Anyway, I’m thinking either I’m doing something really basic wrong, or something is funny with that counter, and also with whatever counter(s) for Shared Memory Bank Conflicts in the Memory Workload Analysis section if it isn’t from that family.

This was with nvcc from cuda-10.1 and the profiler from there as well, using drivers 440.82 drivers on a Quarto RTX 6000.

reproducer.cpp (966 Bytes)

Actually as Instructions and Wavefronts are independent counters and they differ by roughly # of conflicts, I guess this is probably some strange but real phenomenon being accurately captured by counters. But I don’t see why this would happen. Even if something weird happened when crossing the 32k to 64k boundary, each warp’s access is on one side of the boundary. Unless there was some TLB-like thing for the two possible partitions of shared memory and it’s being thrashed. When I make buffer 4096, so each block’s whole allocation is on one side or the other of the boundary, not just the access, it doesn’t help any. Seeing conflicts is very sensitive to # of threads, size of buffer, etc., but I didn’t pull out any additional pattern.

Thank you for the reproducible. I will work with the Nsight Compute and Perfworks team to isolate the issue. I have made several of the same tests as you and executed on them on Volta and Turing chips and I can confirm that on Turing the hardware counter report additional unexpected bank conflicts.

Thank you Greg! Looking forward to whatever you uncover.

Was there ever an answer to this question? I’m seeing a similar issue in nsight compute where I get bank conflicts reported only when the shared memory allocated is large (20k per thread block).

I have not heard back yet.

The development team is investigating the issue and can reproduce the issue.

On the Details page:

  • SOL L1 (l1tex__throughput.avg.pct_of_peak_sustained_active) is correct.
  • SOL L1: Data Bank Reads/Write [%] (l1tex__data_banks_{reads,writes}.avg.pct_of_peak_sustained_elapsed) is correct.
  • Shared Memory Bank Conflicts (l1tex__data_bank_conflicts_{reads,writes}.avg.pct_of_peak_sustained_elapsed) hardware performance counter is showing a value higher than expected. It also counts certain types of stalled cycles.

On the Source page:

  • the Memory L1 Transactions Shared and Memory Ideal L1 Transactions Shared are correct.

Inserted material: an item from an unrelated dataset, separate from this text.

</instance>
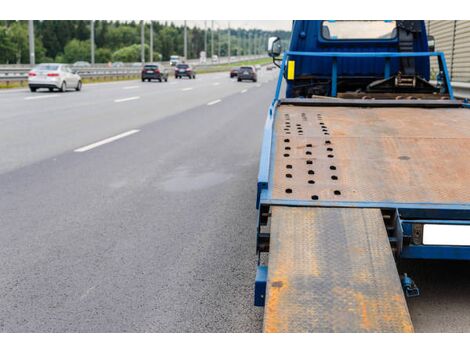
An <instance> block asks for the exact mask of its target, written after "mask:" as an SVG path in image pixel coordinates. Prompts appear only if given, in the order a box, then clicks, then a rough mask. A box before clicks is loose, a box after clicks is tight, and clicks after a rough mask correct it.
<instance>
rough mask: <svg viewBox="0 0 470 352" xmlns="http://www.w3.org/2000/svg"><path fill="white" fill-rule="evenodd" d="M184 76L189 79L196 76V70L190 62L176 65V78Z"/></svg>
mask: <svg viewBox="0 0 470 352" xmlns="http://www.w3.org/2000/svg"><path fill="white" fill-rule="evenodd" d="M182 77H188V78H189V79H191V78H196V72H195V71H194V69H193V68H192V67H191V66H190V65H188V64H177V65H176V67H175V78H182Z"/></svg>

If SOL L1: Data Bank Reads/Writes is high then please go to the Source page and determine if there are Memory L1 Transactions Shared > Ideal Memory L1 Transactions Shared.

Thank you Greg!
Maybe a typo on the third Shared Memory Bank Conflicts counter name, as you list the same counter there as in the prior point on Data Bank Reads/Writes?

I’ll focus on the Transactions vs Ideal Transactions, as you suggest.

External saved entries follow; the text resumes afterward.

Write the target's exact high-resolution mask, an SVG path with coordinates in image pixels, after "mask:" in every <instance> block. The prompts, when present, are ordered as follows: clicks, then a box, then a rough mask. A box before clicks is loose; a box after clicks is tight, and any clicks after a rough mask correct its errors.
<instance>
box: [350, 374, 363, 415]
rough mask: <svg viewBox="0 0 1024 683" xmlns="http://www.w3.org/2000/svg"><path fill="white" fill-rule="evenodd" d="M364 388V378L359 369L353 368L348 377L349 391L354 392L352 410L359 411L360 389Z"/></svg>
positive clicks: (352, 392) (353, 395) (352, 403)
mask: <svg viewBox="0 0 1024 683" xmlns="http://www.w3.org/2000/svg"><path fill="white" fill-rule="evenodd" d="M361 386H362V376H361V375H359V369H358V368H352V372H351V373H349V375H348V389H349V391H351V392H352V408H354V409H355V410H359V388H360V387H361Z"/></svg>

@Greg So currently is there any way to count the bank conflict exactly? It seems that for both my RTX-3090 or Telsa V100 GPU, the problem still exists. Using l1tex__data_bank_conflicts_pipe_lsu_mem_shared_op_st.sum results in an incorrect number. The compute capabilities of these GPUs are 8.6 and 7.0 respectively. The CUDA version is 11.1.

There is not currently a hardware counter that only counts bank conflicts. Other arbitration conflicts that result in a replayed wavefront are included. Summing L1 Wavefronts Shared Excessive on the Source View page is the best method to only count bank conflicts. The L1 Wavefronts Shared Ideal accounts for additional wavefronts for wider data types (e.g. 64b or 128b).

Sorry to reopen the old issue but I’m encountering a similar case with this l1tex__data_bank_conflicts_pipe_lsu_mem_shared_op_st metric. It contradicts to the L1 excessive wavefronts metric reported by nsight compute.

@Greg from your earlier comment

l1tex__data_bank_conflicts_pipe_lsu_mem_shared_op_st.sum only counts shared memory. There are specific shared memory atomic instructions that will result in non-deterministic number of store wavefronts.

In my case I’m not using any atomic instruction or shuffle instruction, the only operation on shared memory is store from global read. I’m confused as to why there’s a discrepancy.